Articles in

    Studio Hybrid Infrastructures

    Master Studio

    Teaching

    See down below for student projects.
    Today, urban infrastructures have become complex and messy. They can be seen as much more than just old pipes, cables, and containers. Urban infrastructures are deeply entangled with the landscape and the biodiversity of the environment in which they intervene. This entanglement is further complicated by the fact that urban infrastructures are traditionally sites of expertise. These infrastructures appear difficult to read and, as a result, impossible to alter.
    But what happens when an urban infrastructural space is opened up, its function hybridized and its use collectivized? What protocols, routines, schedules and choices manifest when an urban infrastructure is infused with care: softened and layered with diverse meanings? Can these new circumstances transform urban infrastructures into spaces for commoning and stages for public debates?
    The urban design research studio takes on the site of Floating University – the rainwater retention basin serving Tempelhofer Feld – and the situation of Floating e.V. – an in-depth cohabitation between the constructed water infrastructure, its human culture and its other-than-human overlays.
    Departing from the idea of learning as a form of living and responding to contemporary conversations about social and environmental justice as well as histories of alternative narratives for urban development the studio’s point of convergence is the feminist approach to spatial practices.
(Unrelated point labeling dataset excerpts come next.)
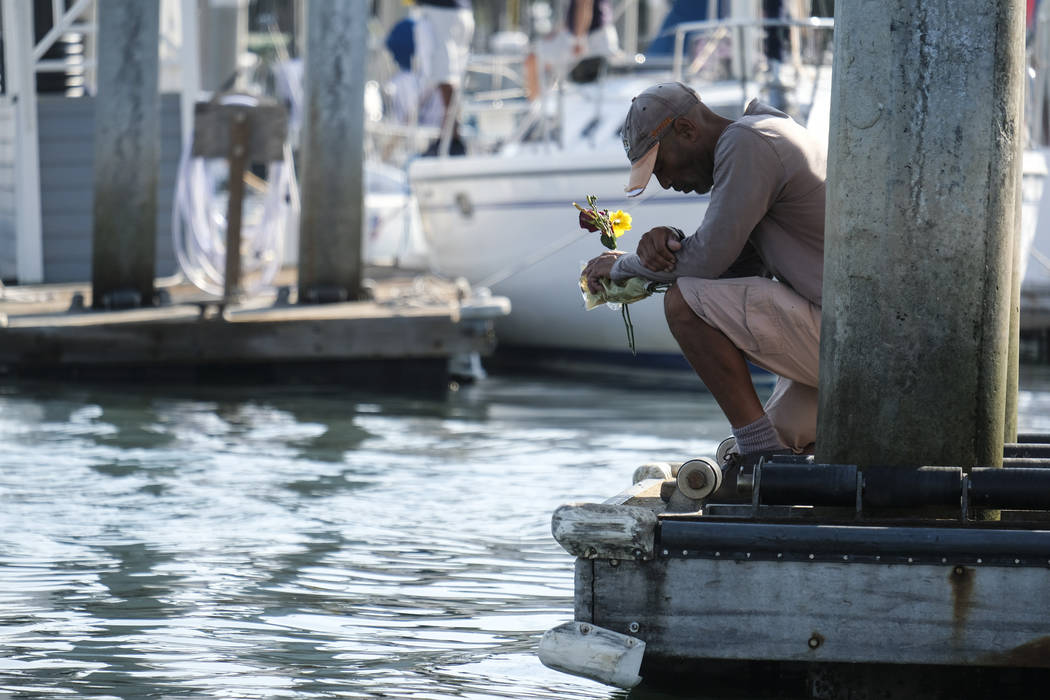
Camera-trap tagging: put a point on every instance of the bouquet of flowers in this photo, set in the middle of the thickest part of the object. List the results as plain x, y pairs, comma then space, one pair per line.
611, 226
616, 295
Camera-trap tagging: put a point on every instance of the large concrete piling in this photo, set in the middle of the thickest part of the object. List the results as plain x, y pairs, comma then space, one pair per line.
923, 173
333, 151
126, 153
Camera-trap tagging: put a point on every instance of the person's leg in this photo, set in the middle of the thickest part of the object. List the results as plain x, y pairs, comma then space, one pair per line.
771, 325
719, 364
793, 410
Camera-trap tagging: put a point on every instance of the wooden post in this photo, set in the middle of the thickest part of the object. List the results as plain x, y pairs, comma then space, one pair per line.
239, 139
126, 153
923, 170
333, 151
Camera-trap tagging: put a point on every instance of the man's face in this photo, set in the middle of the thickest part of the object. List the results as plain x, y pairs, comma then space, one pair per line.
684, 165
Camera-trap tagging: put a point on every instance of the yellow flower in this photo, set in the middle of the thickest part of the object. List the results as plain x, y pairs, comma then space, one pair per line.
621, 221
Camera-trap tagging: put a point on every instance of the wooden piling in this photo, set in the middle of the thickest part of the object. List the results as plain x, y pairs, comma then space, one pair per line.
333, 151
126, 154
924, 166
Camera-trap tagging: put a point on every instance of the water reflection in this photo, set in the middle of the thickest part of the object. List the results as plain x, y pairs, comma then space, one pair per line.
311, 544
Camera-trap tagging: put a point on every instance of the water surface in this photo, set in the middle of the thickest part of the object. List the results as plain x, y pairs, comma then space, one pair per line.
165, 542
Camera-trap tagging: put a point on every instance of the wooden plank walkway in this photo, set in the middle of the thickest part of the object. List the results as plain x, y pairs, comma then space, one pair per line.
410, 319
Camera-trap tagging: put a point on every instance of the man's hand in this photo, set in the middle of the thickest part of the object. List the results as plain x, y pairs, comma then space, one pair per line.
599, 269
656, 249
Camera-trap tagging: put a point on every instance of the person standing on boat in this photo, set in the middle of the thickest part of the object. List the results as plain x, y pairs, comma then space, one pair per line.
579, 49
747, 283
444, 29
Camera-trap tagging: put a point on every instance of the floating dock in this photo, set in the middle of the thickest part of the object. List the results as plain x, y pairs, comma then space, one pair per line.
405, 335
809, 580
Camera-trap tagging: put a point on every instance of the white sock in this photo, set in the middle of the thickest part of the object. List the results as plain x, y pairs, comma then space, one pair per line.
757, 437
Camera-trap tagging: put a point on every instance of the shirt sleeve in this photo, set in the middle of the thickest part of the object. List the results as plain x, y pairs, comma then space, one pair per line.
748, 177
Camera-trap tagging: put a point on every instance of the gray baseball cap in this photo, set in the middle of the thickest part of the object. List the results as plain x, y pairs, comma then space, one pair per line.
648, 120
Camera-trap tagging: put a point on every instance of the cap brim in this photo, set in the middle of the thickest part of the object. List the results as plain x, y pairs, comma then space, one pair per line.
642, 170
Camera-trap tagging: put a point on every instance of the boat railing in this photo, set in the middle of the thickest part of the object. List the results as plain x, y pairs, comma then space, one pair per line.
507, 108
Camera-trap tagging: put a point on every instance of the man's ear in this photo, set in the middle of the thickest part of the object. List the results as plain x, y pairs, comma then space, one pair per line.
685, 128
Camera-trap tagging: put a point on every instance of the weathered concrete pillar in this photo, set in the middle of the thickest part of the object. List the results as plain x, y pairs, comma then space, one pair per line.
333, 151
126, 153
923, 170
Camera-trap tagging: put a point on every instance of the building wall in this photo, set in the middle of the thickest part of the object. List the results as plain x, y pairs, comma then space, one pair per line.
7, 270
66, 128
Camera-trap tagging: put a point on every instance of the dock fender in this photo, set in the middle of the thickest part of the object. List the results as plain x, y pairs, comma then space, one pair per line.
582, 649
605, 531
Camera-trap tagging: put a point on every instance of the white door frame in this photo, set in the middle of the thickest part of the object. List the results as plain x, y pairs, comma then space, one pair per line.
21, 92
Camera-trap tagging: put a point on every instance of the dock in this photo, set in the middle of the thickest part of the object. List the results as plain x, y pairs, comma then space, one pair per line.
810, 581
404, 335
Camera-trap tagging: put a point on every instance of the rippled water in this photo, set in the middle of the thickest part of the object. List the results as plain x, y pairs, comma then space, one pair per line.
313, 544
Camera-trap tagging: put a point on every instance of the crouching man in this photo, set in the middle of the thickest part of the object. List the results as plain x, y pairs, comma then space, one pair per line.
747, 283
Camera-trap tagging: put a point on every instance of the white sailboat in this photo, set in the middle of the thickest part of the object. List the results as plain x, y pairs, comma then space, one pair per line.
504, 219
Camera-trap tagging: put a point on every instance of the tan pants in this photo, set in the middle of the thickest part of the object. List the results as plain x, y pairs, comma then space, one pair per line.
777, 330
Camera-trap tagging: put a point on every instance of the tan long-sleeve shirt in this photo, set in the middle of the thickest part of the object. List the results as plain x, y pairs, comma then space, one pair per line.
769, 189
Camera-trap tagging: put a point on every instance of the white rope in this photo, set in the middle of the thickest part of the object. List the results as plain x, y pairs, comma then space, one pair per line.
198, 221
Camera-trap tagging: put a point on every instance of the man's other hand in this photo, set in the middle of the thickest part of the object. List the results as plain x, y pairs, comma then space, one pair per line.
599, 269
656, 249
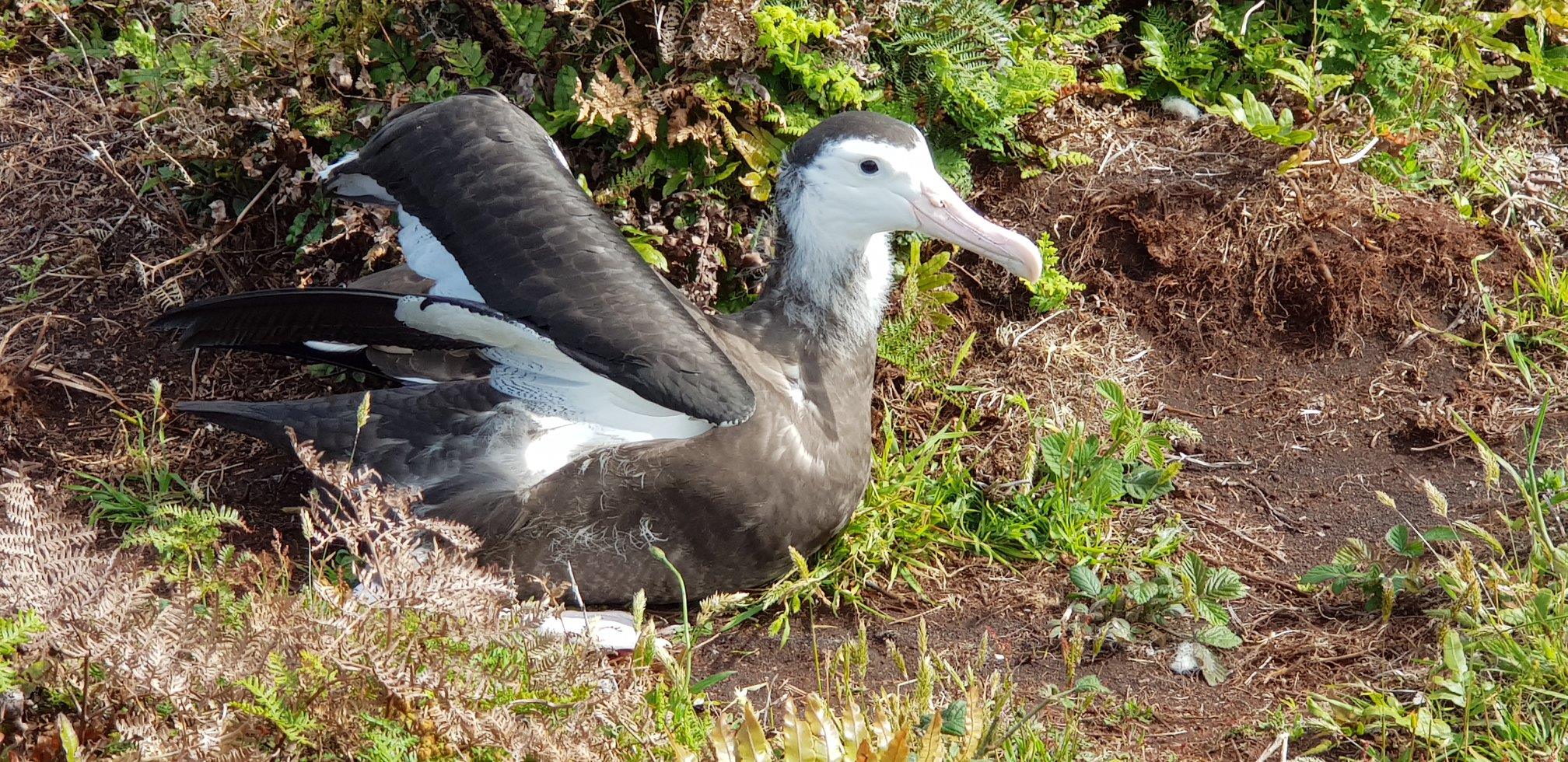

This approach is reflected in the emphasis on the very process of space-making and its collective nature over its finite form, as well as on the inclusion and recognition of the equally significant agency that all objects (buildings, infrastructures), people, and species have in the continuous co-creation,maintenance and reconfiguring of all material relations within the built environment.
    Students are invited to engage with the site and its complex ecology while acknowledging that we are situated in relation, in cohabitation, with an infrastructural site and its many living forms. After an initial collective research phase, students develop their very own site-responsive projects: from small interventions, theoretical propositions to playful, imaginative spatial strategies in a variety of formats for this hybrid infrastructure.